En Europe continentale, le groupe de La Hoguette se manifeste surtout dans les plaines de Moselle et du Rhin. Plus à l'ouest, on ne trouve que deux sites archéologiques en vallée de Meuse et le site éponyme du Calvados (ouest de l’estuaire de la Seine). La Grotte du Gardon (dans l’Ain, au nord de Lyon) en marque pour l'instant la limite méridionale et le cours de la Lippe, la limite nord. Les fouilles les plus éloignées en direction de l'est se trouvent en Franconie.

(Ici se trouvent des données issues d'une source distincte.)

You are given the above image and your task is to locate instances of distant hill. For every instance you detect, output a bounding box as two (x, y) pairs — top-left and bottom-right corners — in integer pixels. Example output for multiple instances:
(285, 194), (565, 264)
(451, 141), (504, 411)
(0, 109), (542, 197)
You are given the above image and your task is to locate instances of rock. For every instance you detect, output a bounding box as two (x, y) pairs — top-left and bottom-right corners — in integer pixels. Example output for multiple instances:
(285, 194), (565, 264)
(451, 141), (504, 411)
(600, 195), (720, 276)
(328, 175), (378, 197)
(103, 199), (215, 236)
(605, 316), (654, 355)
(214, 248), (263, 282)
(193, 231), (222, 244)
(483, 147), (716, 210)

La concentration des vestiges dans la zone de recouvrement avec l'aire de la culture rubanée n'est sans doute pas représentative de la zone d'influence réelle, car les hommes de La Hoguette n'avaient apparemment pas l'habitude d'enterrer leurs morts ; or les tessons de poteries, lorsqu'ils restent exposés à l'air, se dégradent assez vite : on ne les retrouve qu'à l'abri de grottes (comme par exemple dans la Grotte du Gardon ou celle de Bavans), sous un mégalithe plus récent (comme ce fut le cas à La Hoguette) ou enfouis dans une anfractuosité (cas de Liestal, Cannstatt). L'absence de vestiges en surface différencie nettement l'art céramique des hommes de La Hoguette et des Hommes de Limbourg de la céramique de la culture rubanée. Certains tessons de l'industrie de La Hoguette ont été retrouvés dans des sépultures de la culture rubanée, où ils ont traversé les millénaires : cela implique un contact direct entre ces deux cultures, ou une réoccupation tardive des campements de La Hoguette par des Hommes du Rubané. Tandis que sur la rive gauche du Rhin, les poteries de La Hoguette sont plutôt mêlées à des tessons du Rubané récent ou seules, dans la partie est du domaine d'influence, elles sont presque toujours associées à du Rubané stylisé plus ancien.

Culture matérielle

Des Hommes de La Hoguette, on ne sait presque rien en dehors de leur art céramique, dont les couleurs, l'ornementation et les formes sont nettement distinctes des poteries de la culture rubanée : décoration au poinçon en bandes ou guirlandes, accompagnée parfois de motifs estampés. On trouve une décoration au poinçon analogue (mais sans les estampages) dans la céramique cardiale de Méditerranée occidentale ; cependant seuls les vestiges difficilement datables de Leucate-Corrège (Languedoc) présentent des motifs à lignes aussi parfaitement parallèles. Autre singularité, l'emploi de collagène osseux pour durcir la céramique[3], que l'on retrouve dans les civilisations postérieures du groupe de Limbourg, du groupe de Blicquy et du groupe de Villeneuve-Saint-Germain. La stabilisation au collagène est une technique que l'on ne retrouve dans l'espace ouest-méditerranéen que dans des groupes isolés. L'hypothèse d'une influence culturelle des Hommes de la céramique cardiale sur le groupe de La Hoguette, impliquant une origine ouest-méditerranéenne et une pénétration précoce d'idées, de techniques ou de groupes isolés, dans la vallée du Rhône, est très plausible.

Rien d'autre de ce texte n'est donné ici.